Newly Adopted Accounting Pronouncements

 

Defined Benefit Plans

 

In December 2020, we adopted ASU No. 2018-14, Compensation-Retirement Benefits- Defined Benefit Plans-General (Subtopic 715-20): Disclosure Framework-Changes to the Disclosure Requirements for Defined Benefit Plans which updates disclosure requirements for defined benefit pension and other postretirement plans.  Adoption of this ASU did not have a material impact on our consolidated financial statements.

 

Financial Instruments

 

On January 1, 2020, we adopted ASU No. 2016-13, Financial Instruments-Credit Losses (Topic 326): Measurement of Credit Losses on Financial Instruments, and all related amendments. This ASU improves financial reporting by requiring more timely recording of credit losses on loans and other financial instruments held by financial institutions and other organizations. Under the new guidance, the ASU requires an organization to measure all expected credit losses for financial assets held at the reporting date based on historical experience, current conditions, and reasonable supportable forecasts. We evaluated the impact of this amended guidance on our consolidated financial statements and related disclosures and concluded that it is immaterial.

 

We estimate an allowance for doubtful accounts using a loss rate method.

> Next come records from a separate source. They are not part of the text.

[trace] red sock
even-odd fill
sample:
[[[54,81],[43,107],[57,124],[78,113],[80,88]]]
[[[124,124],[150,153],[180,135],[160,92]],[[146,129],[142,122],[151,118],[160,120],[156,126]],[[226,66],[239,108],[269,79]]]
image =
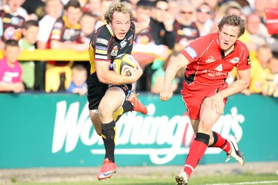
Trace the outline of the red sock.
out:
[[[196,138],[192,142],[183,168],[183,171],[186,172],[188,177],[190,177],[192,172],[196,168],[206,152],[208,147],[208,140],[209,135],[203,133],[197,133]]]
[[[223,138],[220,134],[213,131],[214,143],[209,146],[211,147],[220,147],[227,153],[231,150],[230,143],[225,138]]]

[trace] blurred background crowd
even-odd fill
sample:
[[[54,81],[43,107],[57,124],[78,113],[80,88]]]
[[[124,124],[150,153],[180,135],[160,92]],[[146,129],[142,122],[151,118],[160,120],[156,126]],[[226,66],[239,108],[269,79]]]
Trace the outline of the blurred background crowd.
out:
[[[17,57],[24,49],[87,51],[92,34],[106,24],[104,13],[112,1],[0,1],[0,91],[85,95],[88,61],[17,61]],[[251,83],[242,93],[278,97],[278,29],[273,29],[278,24],[277,0],[125,1],[131,5],[134,21],[142,13],[151,18],[149,27],[133,42],[132,55],[144,70],[133,90],[158,94],[167,65],[196,38],[217,32],[222,16],[237,14],[246,20],[245,33],[239,40],[247,46],[252,61]],[[268,13],[277,16],[273,25],[268,24]],[[182,88],[183,72],[173,81],[175,93]],[[227,81],[231,83],[236,78],[233,71]]]

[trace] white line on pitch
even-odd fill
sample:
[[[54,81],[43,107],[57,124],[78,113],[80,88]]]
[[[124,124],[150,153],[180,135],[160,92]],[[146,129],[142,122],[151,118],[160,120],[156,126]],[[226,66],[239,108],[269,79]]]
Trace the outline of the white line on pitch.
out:
[[[278,183],[278,181],[245,182],[231,183],[231,184],[206,184],[203,185],[258,184],[258,183],[259,184]]]

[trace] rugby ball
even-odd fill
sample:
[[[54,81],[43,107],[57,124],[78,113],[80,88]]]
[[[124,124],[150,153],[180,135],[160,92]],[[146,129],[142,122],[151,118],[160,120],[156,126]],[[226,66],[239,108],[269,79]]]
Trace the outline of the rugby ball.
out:
[[[115,58],[113,70],[119,74],[130,77],[136,60],[130,54],[122,54]]]

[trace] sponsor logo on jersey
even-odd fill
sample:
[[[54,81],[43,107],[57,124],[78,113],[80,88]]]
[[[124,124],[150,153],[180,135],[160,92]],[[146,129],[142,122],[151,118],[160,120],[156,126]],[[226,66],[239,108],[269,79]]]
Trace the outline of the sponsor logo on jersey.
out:
[[[100,46],[96,46],[96,51],[95,52],[97,54],[107,54],[107,47],[100,47]]]
[[[123,48],[124,47],[125,47],[125,46],[126,45],[126,44],[127,44],[127,42],[126,42],[126,39],[125,38],[125,39],[124,39],[124,40],[122,41],[121,43],[120,43],[120,45],[121,45],[121,49]]]
[[[132,34],[131,36],[130,36],[130,37],[127,39],[127,40],[131,40],[131,39],[133,38],[133,34]]]
[[[238,57],[236,57],[236,58],[231,59],[230,61],[230,63],[239,63],[239,58]]]
[[[213,56],[211,56],[208,57],[208,58],[206,61],[206,63],[213,63],[213,62],[215,62],[215,60],[214,60]]]
[[[107,45],[108,44],[108,41],[107,40],[101,38],[97,38],[96,42],[103,44],[104,45]]]
[[[56,22],[53,26],[54,29],[61,29],[63,28],[63,24],[61,22]]]
[[[117,56],[117,46],[115,46],[113,49],[112,49],[111,53],[110,54],[111,56]]]
[[[10,24],[10,19],[8,18],[8,17],[3,17],[2,22],[3,22],[3,23]]]
[[[188,46],[184,49],[184,51],[191,57],[192,59],[197,56],[198,55],[197,54],[195,50],[194,50],[193,48],[192,48],[190,46]]]
[[[95,55],[95,58],[96,59],[104,59],[104,60],[107,60],[108,57],[107,56],[103,56],[103,55]]]
[[[75,36],[76,33],[76,30],[67,29],[63,34],[63,38],[64,40],[72,40],[72,38]]]
[[[219,72],[222,72],[223,70],[223,69],[222,67],[222,63],[220,63],[220,65],[219,65],[218,67],[216,67],[216,68],[215,70],[217,71],[219,71]]]
[[[247,65],[250,65],[251,64],[251,58],[250,58],[250,56],[247,56]]]
[[[129,45],[129,46],[131,45],[133,43],[133,38],[131,38],[129,40],[129,42],[130,42],[130,44]]]

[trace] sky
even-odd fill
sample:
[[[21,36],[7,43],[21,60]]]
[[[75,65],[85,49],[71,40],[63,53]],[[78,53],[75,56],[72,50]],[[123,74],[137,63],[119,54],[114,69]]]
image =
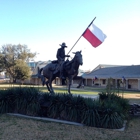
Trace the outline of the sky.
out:
[[[35,61],[56,60],[65,42],[66,54],[89,23],[107,36],[94,48],[83,37],[72,52],[82,51],[82,70],[99,64],[140,65],[140,0],[0,0],[0,47],[27,45]],[[70,59],[71,60],[71,59]]]

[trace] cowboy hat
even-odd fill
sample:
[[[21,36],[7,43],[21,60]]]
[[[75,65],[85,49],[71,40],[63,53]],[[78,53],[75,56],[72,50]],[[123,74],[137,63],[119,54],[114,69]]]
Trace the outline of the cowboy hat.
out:
[[[66,47],[67,48],[67,46],[66,46],[66,44],[63,42],[62,44],[59,44],[61,47]]]

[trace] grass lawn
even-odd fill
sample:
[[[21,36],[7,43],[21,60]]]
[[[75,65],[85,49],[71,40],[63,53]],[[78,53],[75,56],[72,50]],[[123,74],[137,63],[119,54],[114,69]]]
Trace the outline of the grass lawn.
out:
[[[139,140],[139,132],[140,117],[116,131],[0,115],[0,140]]]
[[[0,89],[19,85],[2,85]],[[34,86],[43,92],[46,87]],[[67,93],[66,87],[54,87],[56,93]],[[75,94],[97,95],[103,89],[85,87],[72,88]],[[121,91],[120,96],[129,99],[130,103],[140,104],[140,92]],[[0,115],[0,140],[139,140],[140,116],[130,116],[124,131],[74,126],[61,123],[25,119],[7,114]]]

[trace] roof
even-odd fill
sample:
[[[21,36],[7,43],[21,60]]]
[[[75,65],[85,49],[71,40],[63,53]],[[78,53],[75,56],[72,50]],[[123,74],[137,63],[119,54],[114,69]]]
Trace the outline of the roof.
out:
[[[97,68],[97,67],[96,67]],[[140,78],[140,65],[131,66],[111,66],[98,68],[89,74],[84,74],[83,78]]]

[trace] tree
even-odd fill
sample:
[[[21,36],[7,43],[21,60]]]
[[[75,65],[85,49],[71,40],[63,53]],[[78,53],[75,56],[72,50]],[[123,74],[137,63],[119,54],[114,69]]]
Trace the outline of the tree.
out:
[[[25,80],[29,77],[26,62],[35,56],[36,53],[31,53],[26,45],[3,45],[0,49],[0,70],[5,70],[13,82],[16,82],[16,79]]]

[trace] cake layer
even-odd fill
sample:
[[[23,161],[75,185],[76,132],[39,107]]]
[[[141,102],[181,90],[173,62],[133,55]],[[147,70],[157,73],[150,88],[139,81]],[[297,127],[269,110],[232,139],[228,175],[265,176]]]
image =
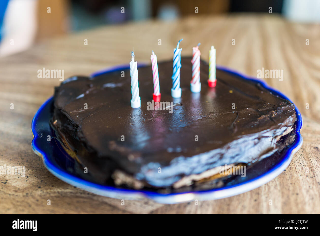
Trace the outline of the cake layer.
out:
[[[138,68],[139,109],[130,105],[130,69],[120,69],[72,77],[56,87],[52,126],[102,182],[116,170],[139,186],[180,186],[190,184],[188,176],[226,164],[251,163],[278,150],[277,140],[296,119],[293,104],[220,70],[216,87],[209,88],[203,61],[201,91],[192,93],[191,59],[181,58],[180,99],[171,96],[172,61],[158,63],[161,100],[167,102],[161,107],[166,110],[149,110],[151,66]]]

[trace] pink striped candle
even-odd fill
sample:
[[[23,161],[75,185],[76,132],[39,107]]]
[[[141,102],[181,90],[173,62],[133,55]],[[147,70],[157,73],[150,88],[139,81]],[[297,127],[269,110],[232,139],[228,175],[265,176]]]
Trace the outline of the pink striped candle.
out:
[[[158,62],[157,55],[152,51],[152,55],[150,57],[151,65],[152,68],[152,76],[153,77],[153,93],[152,98],[155,101],[160,101],[161,93],[160,93],[160,85],[159,84],[159,74],[158,71]]]
[[[201,83],[200,83],[200,50],[198,44],[196,47],[192,48],[192,79],[190,82],[191,92],[199,92],[201,91]]]

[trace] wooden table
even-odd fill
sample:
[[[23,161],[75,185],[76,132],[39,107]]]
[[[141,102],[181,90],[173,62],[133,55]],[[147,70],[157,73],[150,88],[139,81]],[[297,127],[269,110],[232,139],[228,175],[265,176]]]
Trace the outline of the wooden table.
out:
[[[265,80],[295,103],[304,122],[303,144],[286,171],[253,190],[198,206],[167,205],[146,199],[126,201],[123,206],[120,200],[75,188],[50,173],[31,149],[30,125],[60,82],[38,78],[38,70],[63,69],[66,78],[88,75],[128,64],[132,48],[138,63],[150,63],[152,50],[158,61],[170,59],[181,38],[182,56],[190,55],[192,47],[200,42],[203,59],[208,60],[213,44],[218,64],[253,77],[262,67],[284,70],[283,81]],[[235,45],[231,44],[233,39]],[[1,58],[0,65],[0,165],[25,166],[27,176],[0,175],[0,213],[320,213],[318,25],[290,23],[275,14],[199,15],[174,22],[129,23],[52,39]]]

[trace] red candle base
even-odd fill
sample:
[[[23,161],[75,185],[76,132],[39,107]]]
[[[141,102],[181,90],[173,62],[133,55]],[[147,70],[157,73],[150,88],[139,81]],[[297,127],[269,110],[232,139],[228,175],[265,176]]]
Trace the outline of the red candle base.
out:
[[[156,95],[154,93],[152,93],[152,98],[155,100],[155,101],[160,101],[160,98],[161,98],[161,93],[159,93],[159,95]]]
[[[214,81],[212,81],[209,80],[208,80],[208,86],[210,88],[215,87],[216,84],[217,80],[216,80]]]

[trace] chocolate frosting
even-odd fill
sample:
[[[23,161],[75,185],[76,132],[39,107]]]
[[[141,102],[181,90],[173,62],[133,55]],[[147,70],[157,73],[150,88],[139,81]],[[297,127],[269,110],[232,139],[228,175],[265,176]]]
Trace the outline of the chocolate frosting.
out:
[[[158,63],[161,101],[167,106],[173,102],[172,113],[147,109],[153,92],[149,66],[138,69],[140,108],[130,105],[130,69],[74,76],[56,88],[52,125],[102,182],[119,170],[166,187],[184,176],[226,164],[252,163],[276,151],[279,137],[296,119],[293,104],[219,69],[216,87],[209,88],[208,66],[202,61],[201,92],[192,93],[191,59],[181,58],[179,99],[171,94],[172,61]]]

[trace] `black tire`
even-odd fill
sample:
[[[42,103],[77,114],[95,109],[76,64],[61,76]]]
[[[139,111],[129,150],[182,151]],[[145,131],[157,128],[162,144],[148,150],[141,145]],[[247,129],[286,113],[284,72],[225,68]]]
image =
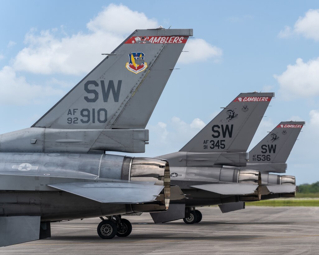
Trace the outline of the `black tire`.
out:
[[[197,215],[197,220],[196,221],[196,223],[198,223],[202,220],[202,219],[203,218],[203,215],[202,215],[202,213],[198,210],[195,210],[195,212]]]
[[[189,217],[184,218],[183,220],[187,224],[193,224],[197,220],[197,214],[194,211],[191,211]]]
[[[106,220],[100,222],[97,230],[98,234],[101,238],[111,239],[117,233],[117,227],[112,221]]]
[[[123,227],[121,228],[120,226],[118,226],[116,235],[120,237],[127,237],[132,232],[132,224],[129,221],[126,219],[121,220],[121,223]]]

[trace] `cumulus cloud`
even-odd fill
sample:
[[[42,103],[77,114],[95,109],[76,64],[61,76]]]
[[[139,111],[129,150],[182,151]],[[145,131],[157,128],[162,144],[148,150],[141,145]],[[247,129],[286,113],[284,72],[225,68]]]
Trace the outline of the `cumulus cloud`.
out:
[[[18,54],[13,66],[17,70],[44,74],[88,72],[104,58],[101,53],[112,51],[136,29],[136,24],[126,22],[129,17],[131,20],[138,19],[141,29],[158,26],[143,13],[111,4],[87,23],[86,33],[79,32],[60,38],[60,31],[56,29],[40,34],[32,29],[25,37],[27,46]]]
[[[319,128],[319,110],[312,110],[309,113],[309,116],[310,125],[314,126],[314,129],[317,130]]]
[[[25,105],[39,103],[49,97],[63,96],[65,92],[49,86],[29,84],[23,76],[17,76],[11,67],[0,70],[1,99],[0,104]]]
[[[218,62],[223,55],[221,49],[200,39],[189,39],[183,50],[189,52],[181,54],[178,62],[185,64],[203,62],[210,59]]]
[[[128,20],[130,22],[128,22]],[[157,22],[148,18],[143,12],[134,11],[128,7],[111,4],[100,12],[86,25],[91,31],[97,33],[103,31],[120,35],[129,34],[136,29],[156,28]]]
[[[279,32],[278,36],[282,38],[287,37],[294,33],[319,41],[319,9],[309,10],[304,17],[299,17],[293,29],[286,26]]]
[[[11,47],[13,47],[17,43],[15,42],[14,42],[13,41],[10,41],[9,42],[9,43],[8,44],[8,46],[7,47],[8,48],[11,48]]]
[[[285,29],[281,30],[278,34],[278,37],[280,38],[286,38],[290,36],[293,34],[291,28],[289,26],[285,26]]]
[[[132,22],[128,23],[129,18]],[[66,34],[63,27],[38,33],[31,29],[26,35],[26,46],[18,54],[13,66],[18,71],[43,74],[80,75],[87,73],[136,29],[159,26],[157,21],[143,12],[134,11],[122,4],[111,4],[86,24],[87,33]],[[62,35],[62,37],[61,36]],[[222,50],[202,39],[190,39],[179,61],[184,63],[217,61]]]
[[[318,70],[319,57],[306,63],[298,58],[295,64],[289,65],[281,74],[274,77],[287,96],[315,96],[319,95]]]
[[[200,119],[196,118],[192,122],[190,126],[192,128],[200,128],[201,129],[205,127],[205,123]]]
[[[160,122],[156,125],[148,126],[150,130],[148,151],[152,153],[148,156],[154,157],[178,151],[205,126],[198,118],[189,123],[174,117],[167,123]]]

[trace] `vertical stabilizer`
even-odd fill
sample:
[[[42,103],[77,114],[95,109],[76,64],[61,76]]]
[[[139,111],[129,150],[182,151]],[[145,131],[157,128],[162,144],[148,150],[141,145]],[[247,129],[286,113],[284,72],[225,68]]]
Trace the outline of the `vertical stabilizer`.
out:
[[[239,94],[180,151],[246,151],[274,95],[257,92]]]
[[[286,163],[305,124],[281,122],[249,152],[249,163]]]

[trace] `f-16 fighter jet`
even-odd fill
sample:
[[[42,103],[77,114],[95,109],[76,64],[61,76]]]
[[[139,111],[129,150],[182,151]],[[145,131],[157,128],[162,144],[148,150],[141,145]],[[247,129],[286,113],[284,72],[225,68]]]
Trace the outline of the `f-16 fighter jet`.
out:
[[[197,207],[258,200],[261,175],[245,166],[246,152],[272,97],[272,93],[238,95],[180,151],[159,157],[167,160],[171,183],[187,197],[171,203],[167,212],[151,213],[155,223],[183,218],[200,221]]]
[[[297,140],[304,121],[283,121],[249,152],[249,161],[240,170],[251,169],[261,173],[261,200],[295,196],[296,180],[291,175],[270,172],[285,173],[286,161]],[[238,202],[219,206],[222,212],[245,208],[245,202]]]
[[[168,208],[169,167],[142,152],[145,129],[192,29],[137,30],[31,127],[0,135],[0,246],[50,236],[50,222]],[[108,216],[105,220],[103,216]]]
[[[249,152],[249,162],[244,169],[257,170],[261,173],[262,199],[294,196],[295,179],[291,175],[270,172],[285,173],[286,161],[292,149],[304,121],[281,122]]]

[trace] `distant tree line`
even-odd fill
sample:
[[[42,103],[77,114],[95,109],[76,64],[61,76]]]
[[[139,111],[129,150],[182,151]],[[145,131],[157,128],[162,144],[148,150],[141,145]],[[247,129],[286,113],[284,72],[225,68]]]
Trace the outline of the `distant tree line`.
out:
[[[302,193],[319,193],[319,181],[311,184],[301,184],[297,187],[297,191]]]

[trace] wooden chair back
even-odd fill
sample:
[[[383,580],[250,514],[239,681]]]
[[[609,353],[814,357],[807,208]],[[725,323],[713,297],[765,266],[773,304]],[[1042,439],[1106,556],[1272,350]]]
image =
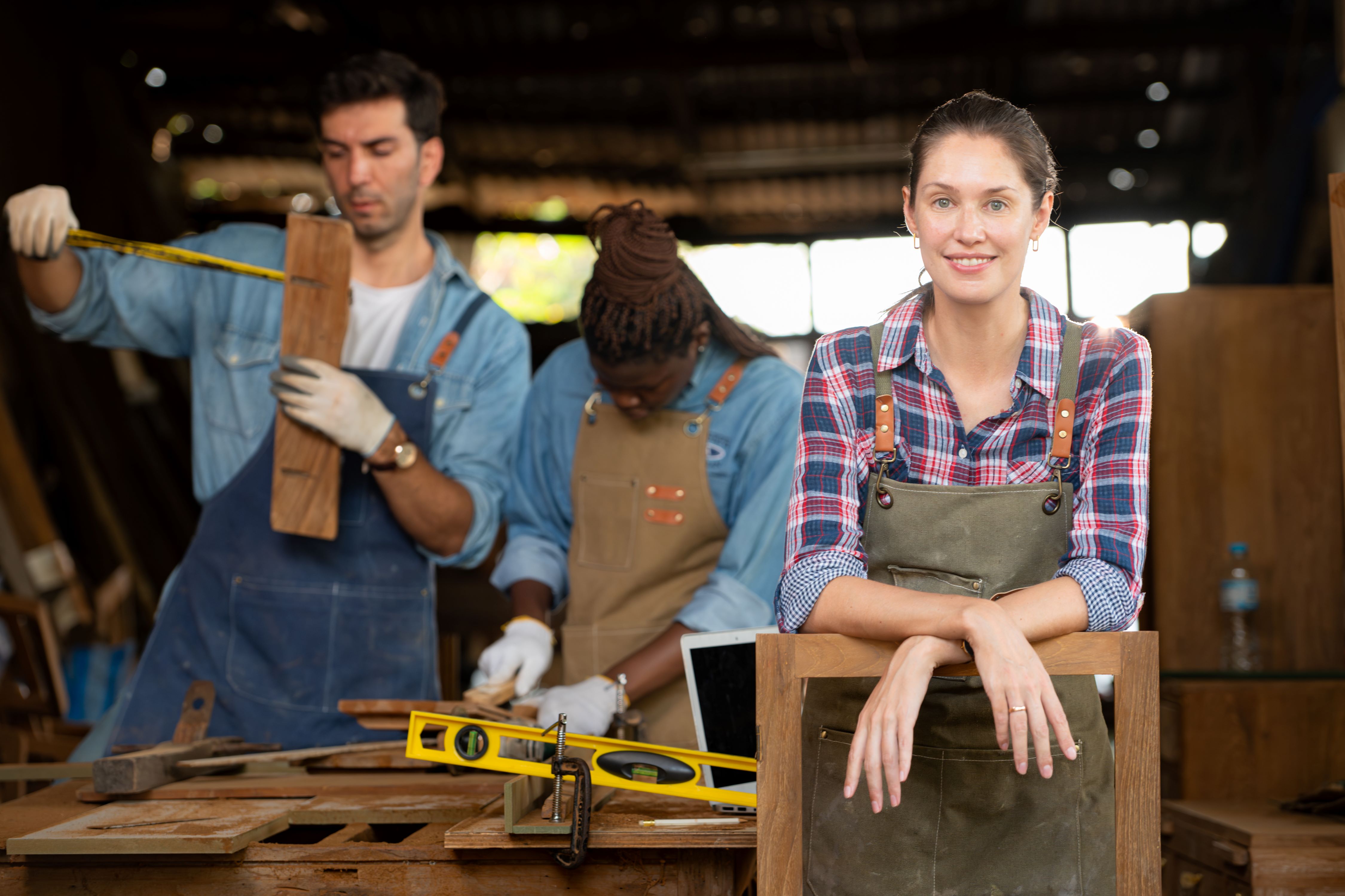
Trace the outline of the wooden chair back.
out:
[[[1158,633],[1087,631],[1033,645],[1054,676],[1115,676],[1116,896],[1158,896]],[[839,634],[757,635],[757,887],[803,893],[804,678],[881,676],[894,643]],[[975,664],[936,674],[976,674]]]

We considered the following in determining the expected loss rate: (1) historical loss rate, (2) macroeconomic factors, and (3) creditworthiness of customers.

 

The historical loss rate is calculated by taking the yearly write-off expense, net of collections, as a percentage of the annual average balance of trade receivables for each of the past three years.

 

A reconciliation of the beginning and ending balance of the allowance for doubtful accounts for the years ended December 31 is as follows:

 

 

 

 

2020

  

2019

  

2018

 

Balance at beginning of year

 $3.6  $2.5  $2.4 

Charged to costs and expenses

  2.2   2.5   0.4 

Reclassification(1)

     0.5   0.8 

Charged to other accounts(2)

        (0.2)

Deductions(3)

  (1.2)  (1.9)  (0.9)

Balance at end of year

 $4.6  $3.6  $2.5 

 

 

(1)

Includes amount reclassified between Allowance for Doubtful Accounts and Other Receivables related to a customer's open receivables balance for proper classification and acquisition-related adjustments.

 

(2)

Primarily includes impact from foreign currency fluctuations.

 

(3)

Includes accounts determined to be uncollectible and charged against reserves, net of collections on accounts previously charged against reserves.

 

Leases

 

On January 1, 2019, we adopted ASU No. 2016-02, Leases (Topic 842). This ASU requires lessees to recognize operating lease assets and operating lease liabilities on the balance sheet. Under the new guidance, lessor accounting is largely unchanged.

 

We have elected to adopt the standard on the modified retrospective basis. We have also elected the package of practical expedients, which permits us not to reassess our prior conclusions about lease identification, lease classification and initial direct costs. In addition, we have elected the short-term lease recognition whereby we will not recognize operating lease related assets or liabilities for leases with a lease term less than one year. We have also elected the practical expedient to not separate lease and non-lease components for our asset classes. We did not elect the hindsight practical expedient to determine the reasonably certain term of existing leases.

 

The impact of adopting the new lease standard was the recognition of $44.8 million of lease assets and lease liabilities related to our operating leases. The adoption of the new lease standard had no impact to our Consolidated Statements of Earnings, Consolidated Statements of Cash Flows or Consolidated Statements of Equity.